UBC project to improve services for people living with dementia receives nearly $1M in federal funding

elderly person

The Government of Canada today announced $999,888 in funding for a new UBC-led national project that aims to provide people living with dementia, as well as their family or caregivers, with opportunities to remain active and connected in their communities.

Researchers will partner with community organizations in Vancouver, B.C., and Thunder Bay, Ontario, to develop and evaluate supports and programs that help achieve this goal.

Every hour, nine seniors are diagnosed with dementia in Canada, says the project lead, UBC nursing professor Alison Phinney.

“The condition has a growing impact across the country, with more than 419,000 Canadians aged 65 and older living with diagnosed dementia,” said Phinney, who co-leads the Centre for Research on Personhood in Dementia at UBC. “Now more than ever, it’s important to expand the ability of people living with dementia to improve their quality of life and participate in their community.”

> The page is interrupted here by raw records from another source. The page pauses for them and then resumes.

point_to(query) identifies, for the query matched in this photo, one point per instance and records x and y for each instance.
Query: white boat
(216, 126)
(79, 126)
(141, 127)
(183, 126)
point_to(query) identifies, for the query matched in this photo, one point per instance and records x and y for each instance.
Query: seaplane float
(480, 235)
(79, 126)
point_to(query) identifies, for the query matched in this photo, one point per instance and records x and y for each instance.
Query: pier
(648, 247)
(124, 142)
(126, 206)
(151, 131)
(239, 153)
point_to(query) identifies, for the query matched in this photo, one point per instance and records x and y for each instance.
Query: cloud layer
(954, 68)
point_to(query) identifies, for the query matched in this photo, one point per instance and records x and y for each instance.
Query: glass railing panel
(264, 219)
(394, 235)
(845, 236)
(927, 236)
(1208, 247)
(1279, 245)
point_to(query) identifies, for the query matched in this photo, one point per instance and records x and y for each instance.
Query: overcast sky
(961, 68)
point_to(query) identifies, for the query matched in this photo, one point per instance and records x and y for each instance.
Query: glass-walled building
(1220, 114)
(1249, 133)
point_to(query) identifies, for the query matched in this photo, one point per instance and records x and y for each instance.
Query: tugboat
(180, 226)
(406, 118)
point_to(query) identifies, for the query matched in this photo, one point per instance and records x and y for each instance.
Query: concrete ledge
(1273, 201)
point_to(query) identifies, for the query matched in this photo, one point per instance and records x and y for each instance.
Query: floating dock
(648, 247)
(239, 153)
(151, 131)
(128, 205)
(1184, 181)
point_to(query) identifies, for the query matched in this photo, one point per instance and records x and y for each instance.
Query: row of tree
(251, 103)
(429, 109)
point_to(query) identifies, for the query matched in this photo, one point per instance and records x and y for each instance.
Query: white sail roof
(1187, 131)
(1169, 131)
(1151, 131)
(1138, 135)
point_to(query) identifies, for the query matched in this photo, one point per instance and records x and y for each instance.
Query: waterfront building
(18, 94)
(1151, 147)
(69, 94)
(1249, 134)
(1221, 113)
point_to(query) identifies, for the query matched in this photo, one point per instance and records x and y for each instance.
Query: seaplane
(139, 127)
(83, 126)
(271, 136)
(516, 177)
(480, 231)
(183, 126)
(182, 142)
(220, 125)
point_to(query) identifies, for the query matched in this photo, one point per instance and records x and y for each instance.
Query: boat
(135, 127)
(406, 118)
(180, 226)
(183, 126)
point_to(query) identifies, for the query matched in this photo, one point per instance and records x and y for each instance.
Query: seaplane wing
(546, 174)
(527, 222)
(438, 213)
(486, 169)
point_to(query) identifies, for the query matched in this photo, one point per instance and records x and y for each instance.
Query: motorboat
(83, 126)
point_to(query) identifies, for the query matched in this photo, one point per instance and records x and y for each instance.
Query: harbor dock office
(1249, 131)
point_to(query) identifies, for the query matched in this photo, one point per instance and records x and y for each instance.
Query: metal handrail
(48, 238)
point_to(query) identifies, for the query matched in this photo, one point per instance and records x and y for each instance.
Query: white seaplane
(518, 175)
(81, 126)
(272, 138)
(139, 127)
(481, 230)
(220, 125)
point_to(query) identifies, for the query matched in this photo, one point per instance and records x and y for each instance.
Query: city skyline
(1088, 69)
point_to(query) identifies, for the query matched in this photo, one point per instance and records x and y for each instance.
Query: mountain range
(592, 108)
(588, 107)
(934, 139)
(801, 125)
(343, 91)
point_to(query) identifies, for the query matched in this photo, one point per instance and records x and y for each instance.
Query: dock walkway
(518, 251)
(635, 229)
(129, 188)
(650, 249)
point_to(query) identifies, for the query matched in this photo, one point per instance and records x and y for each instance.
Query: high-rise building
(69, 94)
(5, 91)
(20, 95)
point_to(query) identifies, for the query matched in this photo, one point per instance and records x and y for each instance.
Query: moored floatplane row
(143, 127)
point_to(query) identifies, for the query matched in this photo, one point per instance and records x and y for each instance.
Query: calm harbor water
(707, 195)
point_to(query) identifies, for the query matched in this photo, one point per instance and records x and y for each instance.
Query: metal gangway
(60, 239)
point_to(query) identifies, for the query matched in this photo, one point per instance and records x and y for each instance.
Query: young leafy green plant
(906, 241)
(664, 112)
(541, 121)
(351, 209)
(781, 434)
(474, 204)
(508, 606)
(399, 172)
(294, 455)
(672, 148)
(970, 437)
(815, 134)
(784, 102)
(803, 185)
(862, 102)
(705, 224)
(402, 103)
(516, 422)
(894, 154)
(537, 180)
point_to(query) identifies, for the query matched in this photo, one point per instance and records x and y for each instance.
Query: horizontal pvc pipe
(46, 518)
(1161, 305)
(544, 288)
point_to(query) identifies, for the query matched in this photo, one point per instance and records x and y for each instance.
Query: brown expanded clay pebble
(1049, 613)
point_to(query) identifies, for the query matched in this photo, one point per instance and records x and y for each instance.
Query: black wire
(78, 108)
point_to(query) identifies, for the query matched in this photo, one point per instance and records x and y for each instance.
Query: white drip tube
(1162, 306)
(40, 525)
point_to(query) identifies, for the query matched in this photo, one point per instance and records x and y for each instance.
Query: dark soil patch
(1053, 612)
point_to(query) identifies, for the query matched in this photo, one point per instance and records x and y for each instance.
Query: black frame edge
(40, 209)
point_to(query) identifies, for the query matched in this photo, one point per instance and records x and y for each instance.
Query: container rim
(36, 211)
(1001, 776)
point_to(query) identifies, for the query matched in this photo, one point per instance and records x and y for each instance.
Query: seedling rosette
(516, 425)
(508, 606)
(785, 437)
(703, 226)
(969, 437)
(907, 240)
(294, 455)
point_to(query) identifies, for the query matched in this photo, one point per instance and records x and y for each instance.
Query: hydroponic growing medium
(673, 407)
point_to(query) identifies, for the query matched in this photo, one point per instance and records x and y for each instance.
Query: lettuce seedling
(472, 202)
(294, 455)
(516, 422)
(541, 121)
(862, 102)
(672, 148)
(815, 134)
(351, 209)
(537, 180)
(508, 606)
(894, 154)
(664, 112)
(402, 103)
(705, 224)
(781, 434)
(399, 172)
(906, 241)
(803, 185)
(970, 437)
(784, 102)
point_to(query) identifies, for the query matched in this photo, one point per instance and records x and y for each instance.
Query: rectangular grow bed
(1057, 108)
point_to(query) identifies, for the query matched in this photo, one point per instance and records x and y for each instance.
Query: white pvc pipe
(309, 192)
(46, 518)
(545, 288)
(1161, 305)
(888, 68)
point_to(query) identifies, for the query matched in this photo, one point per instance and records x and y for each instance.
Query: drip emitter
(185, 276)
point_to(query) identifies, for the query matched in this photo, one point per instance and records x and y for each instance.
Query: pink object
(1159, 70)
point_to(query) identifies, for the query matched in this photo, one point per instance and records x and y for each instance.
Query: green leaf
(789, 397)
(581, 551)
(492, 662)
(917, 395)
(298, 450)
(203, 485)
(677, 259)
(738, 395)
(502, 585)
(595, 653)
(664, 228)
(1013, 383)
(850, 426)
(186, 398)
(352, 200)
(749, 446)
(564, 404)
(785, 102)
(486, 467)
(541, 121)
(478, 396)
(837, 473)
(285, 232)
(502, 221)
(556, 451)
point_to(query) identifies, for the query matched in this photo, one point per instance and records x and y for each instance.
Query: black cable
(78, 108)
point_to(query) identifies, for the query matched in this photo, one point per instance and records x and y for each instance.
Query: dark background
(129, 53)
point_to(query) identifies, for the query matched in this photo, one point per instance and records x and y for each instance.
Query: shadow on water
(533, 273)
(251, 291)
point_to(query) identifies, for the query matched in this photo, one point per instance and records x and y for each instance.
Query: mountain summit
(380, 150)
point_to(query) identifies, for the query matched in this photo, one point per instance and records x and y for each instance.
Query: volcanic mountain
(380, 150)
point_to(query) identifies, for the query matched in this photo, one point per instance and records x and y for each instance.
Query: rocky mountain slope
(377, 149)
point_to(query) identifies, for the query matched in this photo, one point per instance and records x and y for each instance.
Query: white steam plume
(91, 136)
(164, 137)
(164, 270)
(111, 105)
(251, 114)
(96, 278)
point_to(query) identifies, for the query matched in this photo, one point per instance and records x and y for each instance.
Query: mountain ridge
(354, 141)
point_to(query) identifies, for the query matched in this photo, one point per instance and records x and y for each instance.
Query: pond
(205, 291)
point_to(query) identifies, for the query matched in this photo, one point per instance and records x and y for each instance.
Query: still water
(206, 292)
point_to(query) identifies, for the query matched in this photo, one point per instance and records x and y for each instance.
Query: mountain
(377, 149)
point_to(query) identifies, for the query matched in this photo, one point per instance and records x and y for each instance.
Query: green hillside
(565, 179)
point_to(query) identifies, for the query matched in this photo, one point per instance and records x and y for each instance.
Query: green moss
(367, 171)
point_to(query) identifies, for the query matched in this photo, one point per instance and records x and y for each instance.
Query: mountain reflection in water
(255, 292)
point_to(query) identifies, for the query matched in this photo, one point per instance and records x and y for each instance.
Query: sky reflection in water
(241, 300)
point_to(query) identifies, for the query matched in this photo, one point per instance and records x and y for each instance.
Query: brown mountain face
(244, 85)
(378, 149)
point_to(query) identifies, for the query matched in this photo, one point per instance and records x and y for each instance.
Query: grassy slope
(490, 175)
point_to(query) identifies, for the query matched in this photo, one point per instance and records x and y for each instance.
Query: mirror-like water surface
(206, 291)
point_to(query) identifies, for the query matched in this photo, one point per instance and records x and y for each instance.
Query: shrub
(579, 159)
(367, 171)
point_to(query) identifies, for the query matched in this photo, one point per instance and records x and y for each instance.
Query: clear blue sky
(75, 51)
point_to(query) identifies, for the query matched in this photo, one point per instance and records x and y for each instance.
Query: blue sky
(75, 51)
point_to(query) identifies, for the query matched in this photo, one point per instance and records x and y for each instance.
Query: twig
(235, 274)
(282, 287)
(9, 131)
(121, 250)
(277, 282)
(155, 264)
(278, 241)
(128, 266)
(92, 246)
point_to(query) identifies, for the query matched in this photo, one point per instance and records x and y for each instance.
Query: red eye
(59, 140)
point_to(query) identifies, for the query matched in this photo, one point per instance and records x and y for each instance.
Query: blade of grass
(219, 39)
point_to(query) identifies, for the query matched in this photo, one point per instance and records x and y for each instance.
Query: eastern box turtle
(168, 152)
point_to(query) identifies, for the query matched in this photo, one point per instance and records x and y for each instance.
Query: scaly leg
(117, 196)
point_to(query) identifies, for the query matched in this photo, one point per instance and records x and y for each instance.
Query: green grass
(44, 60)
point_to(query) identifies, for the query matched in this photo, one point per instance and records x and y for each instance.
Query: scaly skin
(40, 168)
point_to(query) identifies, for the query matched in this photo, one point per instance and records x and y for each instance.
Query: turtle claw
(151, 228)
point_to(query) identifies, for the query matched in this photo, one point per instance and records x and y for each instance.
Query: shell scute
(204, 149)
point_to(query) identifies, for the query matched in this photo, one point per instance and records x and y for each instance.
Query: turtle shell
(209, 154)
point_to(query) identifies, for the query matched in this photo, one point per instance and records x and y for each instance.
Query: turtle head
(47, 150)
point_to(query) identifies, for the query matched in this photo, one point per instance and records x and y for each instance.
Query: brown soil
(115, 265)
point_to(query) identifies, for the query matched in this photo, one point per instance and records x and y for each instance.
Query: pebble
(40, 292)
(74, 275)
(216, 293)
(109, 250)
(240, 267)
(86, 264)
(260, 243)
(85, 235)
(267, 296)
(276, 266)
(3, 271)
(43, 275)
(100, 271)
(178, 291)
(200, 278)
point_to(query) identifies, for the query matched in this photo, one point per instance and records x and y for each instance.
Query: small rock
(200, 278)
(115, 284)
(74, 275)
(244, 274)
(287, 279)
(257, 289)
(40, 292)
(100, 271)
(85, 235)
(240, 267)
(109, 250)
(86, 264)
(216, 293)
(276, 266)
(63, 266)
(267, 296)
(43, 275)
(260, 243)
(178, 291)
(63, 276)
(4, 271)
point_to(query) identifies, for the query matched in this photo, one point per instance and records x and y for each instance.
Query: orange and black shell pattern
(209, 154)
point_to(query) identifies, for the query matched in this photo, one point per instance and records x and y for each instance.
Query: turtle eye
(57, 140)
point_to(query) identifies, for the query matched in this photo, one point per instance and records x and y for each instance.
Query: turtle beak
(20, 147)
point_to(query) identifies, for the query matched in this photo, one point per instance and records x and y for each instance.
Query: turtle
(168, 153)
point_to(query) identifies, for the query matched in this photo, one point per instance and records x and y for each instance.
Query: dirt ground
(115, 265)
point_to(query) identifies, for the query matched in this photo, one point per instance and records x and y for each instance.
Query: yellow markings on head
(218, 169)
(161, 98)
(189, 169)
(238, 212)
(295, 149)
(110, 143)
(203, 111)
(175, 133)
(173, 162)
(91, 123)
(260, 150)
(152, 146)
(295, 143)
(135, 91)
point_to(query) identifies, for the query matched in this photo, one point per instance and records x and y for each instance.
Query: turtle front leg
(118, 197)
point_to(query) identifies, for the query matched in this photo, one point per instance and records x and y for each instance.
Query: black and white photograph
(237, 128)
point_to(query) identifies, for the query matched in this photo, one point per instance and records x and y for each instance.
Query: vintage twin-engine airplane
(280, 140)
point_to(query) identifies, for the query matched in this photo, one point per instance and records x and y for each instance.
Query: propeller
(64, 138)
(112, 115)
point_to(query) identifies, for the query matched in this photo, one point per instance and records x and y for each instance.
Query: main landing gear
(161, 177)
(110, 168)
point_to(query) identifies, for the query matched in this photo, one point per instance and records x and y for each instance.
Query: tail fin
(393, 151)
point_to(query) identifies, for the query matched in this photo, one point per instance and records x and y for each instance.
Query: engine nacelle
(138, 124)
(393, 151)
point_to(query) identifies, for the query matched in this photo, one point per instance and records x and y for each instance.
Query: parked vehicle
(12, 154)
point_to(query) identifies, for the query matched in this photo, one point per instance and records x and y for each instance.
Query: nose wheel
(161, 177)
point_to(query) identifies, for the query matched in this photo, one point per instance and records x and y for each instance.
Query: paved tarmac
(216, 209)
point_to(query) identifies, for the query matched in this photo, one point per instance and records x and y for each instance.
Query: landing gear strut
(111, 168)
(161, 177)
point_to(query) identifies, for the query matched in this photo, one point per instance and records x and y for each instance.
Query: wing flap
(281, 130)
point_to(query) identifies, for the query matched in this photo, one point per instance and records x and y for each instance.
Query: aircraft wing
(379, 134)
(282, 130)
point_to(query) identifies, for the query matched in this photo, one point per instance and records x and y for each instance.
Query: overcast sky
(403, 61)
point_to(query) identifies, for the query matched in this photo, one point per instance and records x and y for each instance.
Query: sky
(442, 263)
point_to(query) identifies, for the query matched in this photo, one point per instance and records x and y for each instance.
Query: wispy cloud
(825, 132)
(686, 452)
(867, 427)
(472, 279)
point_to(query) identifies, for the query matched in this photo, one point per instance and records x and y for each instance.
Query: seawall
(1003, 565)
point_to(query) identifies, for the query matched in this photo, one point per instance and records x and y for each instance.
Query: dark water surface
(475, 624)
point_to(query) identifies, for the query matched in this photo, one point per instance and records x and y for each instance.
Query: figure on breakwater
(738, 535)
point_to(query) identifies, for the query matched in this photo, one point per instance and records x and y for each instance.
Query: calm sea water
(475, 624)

The UBC project, “Building Capacity for Meaningful Participation by People Living with Dementia”, will develop dementia-inclusive toolkits to facilitate the participation of people living with dementia in self-advocacy, leadership and community life.

It will also build partnerships with community groups to deliver and evaluate initiatives in the areas of arts, social, fitness and volunteer activities that improve the wellbeing of people living with dementia. These activities may include social clubs, memory cafes and other events, which people living with dementia will help plan and organize themselves.

“Getting them involved is the critical piece,” said Phinney. “People living with dementia often feel socially isolated, and efforts to include them in community life will lead to better health — not just their own, but also that of their families and caregivers.”

In B.C., the UBC researchers will partner with Vancouver’s Westside Seniors Hub. “We are thrilled to partner with UBC,” says Mary Jane MacLennan, spokesperson for the Westside Seniors Hub. “This is an opportunity to connect UBC expertise and research capacity with our community partners so together we can explore new ways to bring purpose and joy to the lives of those living with dementia.”

The UBC-led project is one of five funded under Canada’s Dementia Community Investment program, which is providing $20 million over five years starting in 2018-19, and $4 million per year on an ongoing basis, to fund community-based projects that address the challenges of dementia.

Other funding recipients include the Alzheimer Society of Canada for its “Dementia Friendly Canada” project and the Native Women's Association of Canada for its “Supporting a Circle of Care” project.